At the end of the war, Ballard was honorably discharged on February 21, 1919, and Ballard moved back in with his father in Los Angeles.

==Career==
When Ballard returned to Los Angeles he became prominent for his efforts and was frequently seen in various newspaper articles, including one shortly after his return in the California Eagle titled, "After Its Victories", discussing his role in the war.

He continued work in his practice, keeping it away from his family's home. It was during the following decades that California was facing a large wave of migration which needed a large amount of innovation as a result. Ballard's practice grew so much that in the late 1930s he was credited for his efforts. In the 1920s he served as the Secretary of Physicians, Dentists and Druggists Association of South Carolina and continued writing articles for it.

At the break of World War II, Dr. Ballard returned to teach first aid at local high schools as there was a mounting fear of attack from foreign powers. Dr. Ballard was well known in the medical community for his intensive research and action whenever there was a threat of disease. He became a member of the Sigma Pi Phi and was a founder of the local Xi boule. He was also prominently active in the National Medical Association, NAACP, YWCP, YWCA, and the Catholic Church, as they ran a large number of relief charities.

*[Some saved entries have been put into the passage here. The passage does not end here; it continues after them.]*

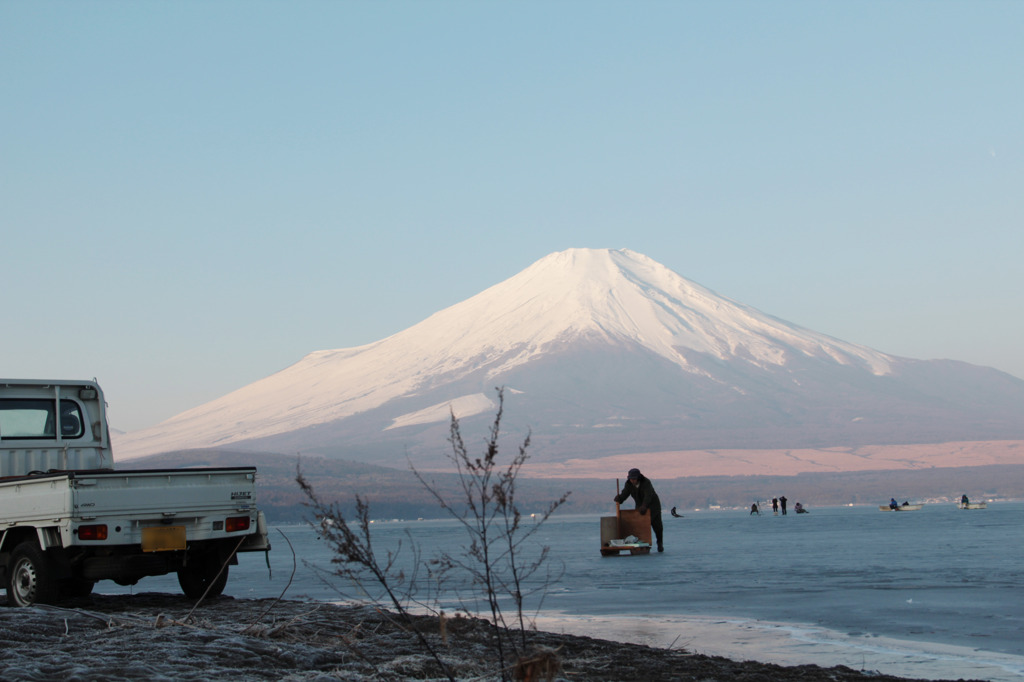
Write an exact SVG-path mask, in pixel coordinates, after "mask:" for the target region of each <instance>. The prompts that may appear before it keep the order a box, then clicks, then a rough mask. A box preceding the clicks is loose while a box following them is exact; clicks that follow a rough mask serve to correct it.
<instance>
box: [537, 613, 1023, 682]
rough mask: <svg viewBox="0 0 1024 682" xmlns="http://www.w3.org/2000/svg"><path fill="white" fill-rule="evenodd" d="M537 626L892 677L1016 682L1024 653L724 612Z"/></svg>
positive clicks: (545, 615)
mask: <svg viewBox="0 0 1024 682" xmlns="http://www.w3.org/2000/svg"><path fill="white" fill-rule="evenodd" d="M536 622H537V626H538V628H539V629H542V630H547V631H550V632H558V633H565V634H572V635H584V636H587V637H594V638H597V639H606V640H610V641H621V642H630V643H634V644H643V645H647V646H651V647H658V648H673V647H682V648H685V649H686V650H688V651H692V652H695V653H701V654H707V655H716V656H723V657H726V658H731V659H740V660H741V659H753V660H758V662H761V663H769V664H776V665H779V666H804V665H816V666H821V667H823V668H828V667H831V666H846V667H848V668H852V669H855V670H866V671H878V672H880V673H883V674H886V675H894V676H898V677H927V678H932V677H935V678H938V677H953V678H970V677H981V678H983V679H985V680H989V682H1019V680H1021V679H1022V678H1024V656H1018V655H1013V654H1005V653H998V652H993V651H985V650H980V649H978V648H975V647H970V646H963V645H956V644H946V643H941V642H934V641H925V640H913V639H898V638H895V637H889V636H882V635H873V634H867V633H842V632H839V631H836V630H830V629H828V628H824V627H821V626H817V625H812V624H801V623H779V622H771V621H762V620H759V619H755V617H748V616H729V615H712V614H696V615H659V614H652V615H643V616H640V615H572V614H568V613H554V612H551V613H545V614H543V615H540V616H538V617H537V619H536Z"/></svg>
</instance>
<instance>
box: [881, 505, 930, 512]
mask: <svg viewBox="0 0 1024 682" xmlns="http://www.w3.org/2000/svg"><path fill="white" fill-rule="evenodd" d="M924 506H925V505H899V506H897V507H895V508H893V507H890V506H889V505H879V511H920V510H921V508H922V507H924Z"/></svg>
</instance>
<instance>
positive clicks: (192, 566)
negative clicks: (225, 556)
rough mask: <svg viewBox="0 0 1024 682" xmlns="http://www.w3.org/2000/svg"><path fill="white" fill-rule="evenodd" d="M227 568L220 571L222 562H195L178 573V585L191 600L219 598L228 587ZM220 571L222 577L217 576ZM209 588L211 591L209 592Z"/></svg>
mask: <svg viewBox="0 0 1024 682" xmlns="http://www.w3.org/2000/svg"><path fill="white" fill-rule="evenodd" d="M227 568H228V567H227V566H224V570H222V571H220V562H219V561H212V560H209V559H207V560H203V561H193V562H191V563H189V564H188V565H186V566H182V568H181V570H179V571H178V585H180V586H181V591H182V592H184V593H185V596H186V597H188V598H189V599H199V598H201V597H202V596H203V595H204V594H205V595H206V596H207V597H217V596H219V595H220V593H221V592H223V591H224V586H225V585H227ZM217 571H220V576H219V577H218V576H217ZM207 588H209V591H207Z"/></svg>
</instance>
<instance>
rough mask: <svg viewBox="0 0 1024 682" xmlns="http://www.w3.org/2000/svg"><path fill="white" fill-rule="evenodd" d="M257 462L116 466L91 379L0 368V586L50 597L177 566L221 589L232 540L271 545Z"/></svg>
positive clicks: (56, 599) (213, 585) (12, 594)
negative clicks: (6, 378)
mask: <svg viewBox="0 0 1024 682" xmlns="http://www.w3.org/2000/svg"><path fill="white" fill-rule="evenodd" d="M255 488H256V468H255V467H220V468H209V469H207V468H191V469H135V470H131V469H128V470H121V469H115V468H114V457H113V453H112V450H111V437H110V429H109V427H108V424H106V404H105V402H104V400H103V393H102V391H101V390H100V388H99V385H98V384H97V383H96V382H95V381H45V380H35V379H0V586H2V587H3V589H5V590H6V593H7V604H8V605H10V606H30V605H32V604H37V603H38V604H52V603H56V602H58V601H59V600H61V599H65V598H72V597H82V596H86V595H88V594H90V593H91V592H92V589H93V586H94V585H95V584H96V582H97V581H103V580H111V581H114V582H115V583H117V584H118V585H134V584H135V583H137V582H138V581H139V580H140V579H142V578H145V577H147V576H164V574H167V573H171V572H176V573H177V577H178V583H179V584H180V586H181V589H182V591H183V592H184V594H185V595H186V596H188V597H190V598H195V599H200V598H202V597H204V596H208V597H214V596H217V595H219V594H220V593H221V592H222V591H223V589H224V585H225V584H226V582H227V572H228V569H227V567H228V565H237V564H238V553H239V552H267V551H269V549H270V544H269V542H268V539H267V530H266V521H265V519H264V517H263V513H262V512H261V511H259V509H258V508H257V506H256V489H255Z"/></svg>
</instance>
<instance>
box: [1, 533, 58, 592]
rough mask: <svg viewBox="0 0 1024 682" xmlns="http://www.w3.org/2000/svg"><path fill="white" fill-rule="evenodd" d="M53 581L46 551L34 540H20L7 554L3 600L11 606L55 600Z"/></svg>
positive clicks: (49, 565)
mask: <svg viewBox="0 0 1024 682" xmlns="http://www.w3.org/2000/svg"><path fill="white" fill-rule="evenodd" d="M57 588H58V585H57V581H56V580H54V578H53V571H52V570H51V569H50V563H49V561H48V560H47V558H46V554H45V553H44V552H43V550H41V549H40V548H39V545H37V544H36V543H34V542H24V543H22V544H20V545H18V546H17V547H15V548H14V551H13V552H11V555H10V570H9V571H8V573H7V603H8V604H10V605H11V606H32V605H33V604H52V603H54V602H55V601H56V600H57V596H58V591H57Z"/></svg>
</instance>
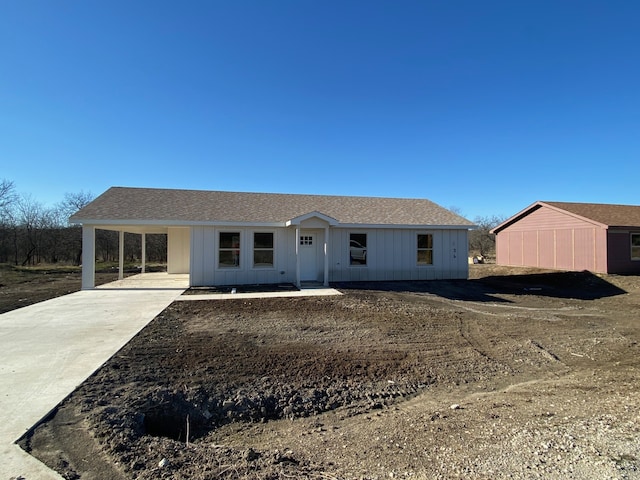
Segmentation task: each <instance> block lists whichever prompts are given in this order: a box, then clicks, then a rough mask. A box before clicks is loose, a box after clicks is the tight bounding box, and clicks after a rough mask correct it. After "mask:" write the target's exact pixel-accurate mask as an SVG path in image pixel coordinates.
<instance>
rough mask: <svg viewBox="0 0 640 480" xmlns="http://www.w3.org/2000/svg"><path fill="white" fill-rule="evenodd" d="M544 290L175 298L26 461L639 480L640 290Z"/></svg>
mask: <svg viewBox="0 0 640 480" xmlns="http://www.w3.org/2000/svg"><path fill="white" fill-rule="evenodd" d="M494 273H495V272H494ZM491 276H492V277H495V275H491ZM544 278H546V279H547V280H548V281H546V282H545V281H542V282H541V281H540V280H541V279H544ZM544 278H543V277H534V278H530V279H511V280H509V282H508V283H509V286H505V285H504V284H502V283H501V282H500V281H498V282H496V281H495V278H490V279H489V280H487V281H486V282H483V281H482V280H477V281H475V280H474V281H472V282H467V283H466V284H465V283H464V282H463V283H460V282H423V283H420V284H412V285H411V284H403V285H399V284H395V285H394V286H393V288H390V286H389V285H387V286H385V285H379V289H378V290H374V289H373V287H372V286H369V287H367V288H365V289H363V288H360V289H355V288H351V289H348V290H345V292H346V293H347V294H346V295H344V296H342V297H325V298H289V299H256V300H241V299H236V300H224V301H204V300H198V301H184V302H176V303H174V304H172V305H171V306H170V307H169V308H167V309H166V310H165V311H164V312H163V313H162V314H161V315H159V316H158V317H157V318H156V319H155V320H154V321H153V322H152V323H151V324H149V325H148V327H147V328H145V329H144V330H143V331H142V332H141V333H140V334H139V335H137V336H136V337H135V338H134V339H133V340H132V341H131V342H130V343H129V344H128V345H126V346H125V347H124V348H123V349H122V350H121V351H120V352H118V353H117V354H116V355H115V356H114V357H113V358H112V359H111V360H110V361H109V362H107V363H106V364H105V365H104V366H103V367H102V368H101V369H100V370H99V371H97V372H96V373H95V374H94V375H93V376H92V377H91V378H90V379H89V380H88V381H87V382H85V383H84V384H83V385H82V386H81V387H79V388H78V389H77V390H76V392H74V393H73V394H72V395H71V397H70V398H69V399H67V401H65V402H64V403H63V404H62V405H60V406H59V408H58V410H57V412H56V413H55V415H53V416H52V417H51V418H50V419H48V420H47V421H46V422H44V423H43V424H42V425H40V426H39V427H38V428H37V429H36V430H35V431H34V432H32V434H31V435H30V436H29V437H28V438H25V439H24V441H23V442H22V445H23V447H24V448H26V449H27V450H30V451H31V452H32V453H33V454H34V455H36V456H38V457H39V458H41V459H42V460H43V461H45V462H46V463H48V464H49V465H51V466H52V467H53V468H56V469H57V470H58V471H59V472H61V473H62V474H63V476H65V478H104V479H107V478H110V479H111V478H145V479H153V478H158V479H160V478H175V479H187V478H189V479H207V478H390V477H407V478H409V477H413V478H468V477H475V478H509V477H513V476H515V477H520V478H522V477H527V478H605V477H607V478H639V476H640V475H639V473H638V472H639V469H640V459H639V458H638V455H637V452H638V451H639V450H638V449H639V447H640V444H639V443H638V438H640V436H638V433H640V422H639V421H638V419H639V418H640V399H639V394H638V392H637V391H636V390H637V389H636V388H635V378H637V368H638V360H637V359H638V358H640V356H639V355H638V353H640V351H639V350H640V349H639V348H638V338H639V337H640V329H639V327H638V325H637V321H636V317H635V312H637V307H638V305H639V299H640V291H639V290H638V289H634V288H635V287H634V286H633V285H634V283H633V282H635V281H637V279H634V278H629V279H626V280H625V279H617V280H616V282H617V283H616V285H613V284H612V285H611V288H608V287H607V288H608V289H607V288H604V289H602V294H601V295H591V297H593V298H591V299H585V298H574V297H571V295H569V294H566V295H564V294H560V295H559V294H557V293H558V292H559V291H560V290H562V288H563V284H562V281H560V279H559V278H558V277H556V276H552V277H544ZM560 278H562V277H560ZM564 278H566V277H564ZM579 278H580V281H581V282H582V285H583V286H584V285H585V284H589V283H590V282H592V279H590V278H589V277H588V276H585V275H582V276H580V277H579ZM549 279H551V280H553V281H550V280H549ZM601 280H602V281H605V280H606V279H601ZM618 280H619V281H618ZM505 281H506V280H505ZM625 281H627V283H626V284H624V285H623V283H624V282H625ZM531 284H536V285H542V287H541V288H542V290H532V291H527V292H524V291H523V290H522V289H521V288H517V289H514V288H511V286H513V285H518V286H521V285H531ZM501 285H502V286H501ZM575 285H576V283H575V282H574V283H571V284H568V285H567V286H566V289H567V290H571V289H572V288H574V286H575ZM594 285H595V287H594V288H596V287H597V286H598V285H597V283H595V284H594ZM614 287H615V288H616V289H618V290H620V292H622V293H618V294H617V295H612V294H611V292H613V291H614ZM551 288H553V289H555V290H554V292H555V293H554V294H553V295H548V296H545V295H544V293H545V290H548V289H551ZM465 289H466V294H467V298H466V299H463V298H462V297H463V295H464V294H465Z"/></svg>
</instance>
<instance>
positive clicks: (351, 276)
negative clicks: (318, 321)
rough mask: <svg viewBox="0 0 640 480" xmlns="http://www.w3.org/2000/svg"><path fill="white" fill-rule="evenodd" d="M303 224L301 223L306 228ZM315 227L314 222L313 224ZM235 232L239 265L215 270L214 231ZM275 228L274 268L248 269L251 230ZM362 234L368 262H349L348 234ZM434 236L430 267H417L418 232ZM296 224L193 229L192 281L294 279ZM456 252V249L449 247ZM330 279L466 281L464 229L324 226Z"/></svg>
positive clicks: (466, 252)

In a 1940 Census, Ballard, aged 50, was listed as living with his sons, one 19 years old and the other, 15 years old, at the address 1483 1/2 W 36th Place, Los Angeles, California.

==Death==
Ballard died in May 1967 and was buried in Los Angeles. Dr. Ballard was buried in a Roman Catholic Cemetery called Calvary Cemetery in East Los Angeles. On his gravestone it states "Awarded the Croix de Guerre medal in World War I. The medal recognized acts of bravery in the face of the enemy."

==Personal life==
On March 5, 1921, Ballard married Miss May Lee Paine. She was from Rome, Georgia. Together they had two sons: Albert Lucky born on March 5, 1921, and Reginald born on November 21, 1924. Sometime before his death, Ballard and his wife separated and she survived him.

Albert grew to become an engineer and died in 2011. His second son became prominent in the Los Angeles community as the captain of the Los Angeles Fire Department, which he retired from in 1978, and successful real estate owner. He was one of the leading family members who helped rename "Ballard Mountain". Reginald had six children, including Ryan Ballard, an educator.